Kegagalan implementasi kebijakan di Indonesia hampir sama dengan kegagalan yang ditemukan di Negara lain, setidaknya ada 6 faktor yang menetukan berhasil atau tidaknya proses implementasi (Purwanto E.A & Sulistyastuti.D.R, 2012) yaitu :

1. Kualitas kebijakan itu sendiri. Kualitas disini terkait dengan kejelasan tujuan, kejelasan implementer atau penanggung jawab implementasi, dll.

2. Kecukupan input kebijakan (terutama anggaran). Menurut Wildavsky, besarnya anggaran yang dialokasikan terhadap suatu kebijakan atau program, menunjukkan seberapa besar political will / komitmen pemerintah terhadap persoalan yang akan diselesaikan.

3. Ketepatan intrumen yang akan dipakai untuk mencapai tujuan kebijakan. Instrumen tersebut misalnya pemberian layanan gratis, hibah peralatan/barang tertentu, subsidi, dll

4. Kapasitas implementor (struktur organisasi, dukungan SDM, pengawasan, koordinasi, dll).

5. Karakteristik dan dukungan kelompok sasaran ( apakah individu, kelompok, laki atau perempuan, terdidik atau tidak, dll).

6. Kondisi lingkungan geografi, sosial, ekonomi dan politik dimana implementasi tersebut dilakukan.

2.2. Keamanan Pangan

Pangan adalah segala sesuatu yang berasal dari sumber hayati produk pertanian, perkebunan, kehutanan, perikanan, peternakan, perairan, dan air, baik yang diolah maupun tidak diolah yang diperuntukkan sebagai makanan atau minuman bagi konsumsi manusia, termasuk bahan tambahan pangan, bahan baku pangan, dan bahan lainnya yang digunakan dalam proses penyiapan, pengolahan, dan/atau pembuatan makanan atau minuman (Pemerintah RI, 2012).

Pada Konferensi Internasional FAO/WHO tahun 1992 tentang gizi, dideklarasikan bahwa masalah keamanan pangan telah menjadi keprihatinan dunia, ratusan juta manusia di dunia menderita penyakit menular maupun tidak menular karena pangan yang tercemar, dan perlu diingat bahwa “memperoleh pangan yang cukup, bergizi dan aman dikonsumsi adalah hak setiap orang” (Badan POM RI a, 2011).

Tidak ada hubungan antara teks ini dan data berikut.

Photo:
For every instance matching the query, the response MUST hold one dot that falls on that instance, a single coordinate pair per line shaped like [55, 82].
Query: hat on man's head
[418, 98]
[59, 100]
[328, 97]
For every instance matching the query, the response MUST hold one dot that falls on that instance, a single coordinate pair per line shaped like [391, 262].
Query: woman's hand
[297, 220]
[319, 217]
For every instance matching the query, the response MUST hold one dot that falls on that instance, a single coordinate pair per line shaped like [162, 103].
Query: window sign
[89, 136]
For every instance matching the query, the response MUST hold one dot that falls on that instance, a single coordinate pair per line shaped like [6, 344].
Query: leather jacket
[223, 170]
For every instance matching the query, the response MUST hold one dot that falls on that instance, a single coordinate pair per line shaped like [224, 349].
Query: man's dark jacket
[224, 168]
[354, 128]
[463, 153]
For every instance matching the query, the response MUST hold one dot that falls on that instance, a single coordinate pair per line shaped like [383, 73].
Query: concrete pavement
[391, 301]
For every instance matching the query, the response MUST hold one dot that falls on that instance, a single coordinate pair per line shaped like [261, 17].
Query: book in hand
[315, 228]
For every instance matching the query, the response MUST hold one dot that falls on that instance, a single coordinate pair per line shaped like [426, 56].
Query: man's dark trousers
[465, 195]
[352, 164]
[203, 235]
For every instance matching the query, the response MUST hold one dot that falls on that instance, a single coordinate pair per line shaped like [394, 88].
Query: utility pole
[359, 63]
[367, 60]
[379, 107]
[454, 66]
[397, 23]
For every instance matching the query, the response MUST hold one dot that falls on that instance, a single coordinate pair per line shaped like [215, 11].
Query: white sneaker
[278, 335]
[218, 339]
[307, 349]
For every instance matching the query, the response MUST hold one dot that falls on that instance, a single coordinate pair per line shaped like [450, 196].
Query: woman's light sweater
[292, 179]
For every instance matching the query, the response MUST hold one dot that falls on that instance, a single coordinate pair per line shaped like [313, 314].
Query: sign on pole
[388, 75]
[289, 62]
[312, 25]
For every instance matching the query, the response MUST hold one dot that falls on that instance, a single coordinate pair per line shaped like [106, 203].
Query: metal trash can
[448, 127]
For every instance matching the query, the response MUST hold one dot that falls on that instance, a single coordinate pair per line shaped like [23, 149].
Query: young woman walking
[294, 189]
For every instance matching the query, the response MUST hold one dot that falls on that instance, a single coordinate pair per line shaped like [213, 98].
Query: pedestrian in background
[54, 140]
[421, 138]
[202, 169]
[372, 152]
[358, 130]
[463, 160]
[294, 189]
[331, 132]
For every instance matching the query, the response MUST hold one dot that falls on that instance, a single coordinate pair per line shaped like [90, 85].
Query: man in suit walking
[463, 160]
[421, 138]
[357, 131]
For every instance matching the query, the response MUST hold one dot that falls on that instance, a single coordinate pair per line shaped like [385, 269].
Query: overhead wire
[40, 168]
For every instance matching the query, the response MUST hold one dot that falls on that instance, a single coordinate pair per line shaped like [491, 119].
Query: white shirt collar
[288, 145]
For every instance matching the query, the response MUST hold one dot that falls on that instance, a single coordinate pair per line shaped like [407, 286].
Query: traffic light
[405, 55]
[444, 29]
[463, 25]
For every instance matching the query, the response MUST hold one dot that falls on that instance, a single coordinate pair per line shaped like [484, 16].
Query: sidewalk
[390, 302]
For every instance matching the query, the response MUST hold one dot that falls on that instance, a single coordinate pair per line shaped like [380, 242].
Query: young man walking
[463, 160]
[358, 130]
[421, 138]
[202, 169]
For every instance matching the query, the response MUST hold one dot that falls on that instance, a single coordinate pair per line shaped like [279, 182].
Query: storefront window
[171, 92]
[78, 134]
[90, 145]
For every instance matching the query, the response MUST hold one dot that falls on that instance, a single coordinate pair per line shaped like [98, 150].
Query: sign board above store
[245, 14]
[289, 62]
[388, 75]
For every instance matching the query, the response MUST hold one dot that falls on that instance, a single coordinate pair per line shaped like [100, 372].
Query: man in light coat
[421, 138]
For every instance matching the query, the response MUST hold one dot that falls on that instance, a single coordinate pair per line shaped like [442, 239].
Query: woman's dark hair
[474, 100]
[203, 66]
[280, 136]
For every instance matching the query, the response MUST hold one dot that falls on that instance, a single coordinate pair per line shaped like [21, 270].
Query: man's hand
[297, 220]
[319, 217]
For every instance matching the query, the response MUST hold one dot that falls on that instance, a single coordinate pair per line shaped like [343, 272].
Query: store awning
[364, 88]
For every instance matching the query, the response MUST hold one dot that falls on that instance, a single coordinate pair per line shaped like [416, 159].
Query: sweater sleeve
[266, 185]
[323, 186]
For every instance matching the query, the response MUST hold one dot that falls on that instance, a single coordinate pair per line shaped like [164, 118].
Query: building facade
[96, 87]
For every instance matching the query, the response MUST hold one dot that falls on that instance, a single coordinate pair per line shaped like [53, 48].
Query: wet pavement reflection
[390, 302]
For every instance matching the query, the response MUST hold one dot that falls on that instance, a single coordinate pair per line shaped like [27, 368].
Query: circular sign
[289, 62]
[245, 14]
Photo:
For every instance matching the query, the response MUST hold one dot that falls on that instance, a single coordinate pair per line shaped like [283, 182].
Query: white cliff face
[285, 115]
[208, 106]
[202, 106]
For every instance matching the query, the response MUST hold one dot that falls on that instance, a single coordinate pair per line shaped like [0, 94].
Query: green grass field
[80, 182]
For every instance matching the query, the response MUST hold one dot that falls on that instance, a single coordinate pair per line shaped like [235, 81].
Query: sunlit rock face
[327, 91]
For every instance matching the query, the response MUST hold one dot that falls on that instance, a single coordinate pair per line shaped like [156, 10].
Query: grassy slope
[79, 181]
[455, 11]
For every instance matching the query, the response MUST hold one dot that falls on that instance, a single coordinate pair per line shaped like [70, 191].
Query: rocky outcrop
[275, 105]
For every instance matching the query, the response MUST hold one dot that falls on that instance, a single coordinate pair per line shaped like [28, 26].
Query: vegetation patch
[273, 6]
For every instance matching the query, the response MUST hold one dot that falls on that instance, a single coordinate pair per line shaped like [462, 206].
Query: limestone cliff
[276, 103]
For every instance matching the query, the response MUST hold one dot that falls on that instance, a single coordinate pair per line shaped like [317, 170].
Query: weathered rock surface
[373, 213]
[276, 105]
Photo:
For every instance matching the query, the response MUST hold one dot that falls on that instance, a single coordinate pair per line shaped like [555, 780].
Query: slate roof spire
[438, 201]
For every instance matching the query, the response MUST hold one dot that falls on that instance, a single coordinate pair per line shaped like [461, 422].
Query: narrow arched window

2.2.1. Definisi Keamanan Pangan

Menurut UU No 18 Tahun 2012 tentang pangan, kemanan pangan adalah kondisi dan upaya yang diperlukan untuk mencegah pangan dari kemungkinan cemaran biologis, kimia, dan benda lain yang dapat mengganggu, merugikan, dan membahayakan kesehatan manusia serta tidak bertentangan dengan agama, keyakinan, dan budaya masyarakat sehingga aman untuk dikonsumsi.

Menurut FAO/WHO (1997) Keamanan pangan adalah jaminan bahwa pangan tidak akan menyebabkan bahaya bagi konsumen saat disiapkan dan atau dikonsumsi sesuai dengan penggunaannya. Sedangkan menurut Codex Alimentarius Commission (CAC), Kemanan pangan adalah semua kondisi dan tindakan yang diperlukan untuk menjamin keamanan dan kelayakan pada semua tahap dalam rantai makanan (Badan POM RI&FKM UI, 2011).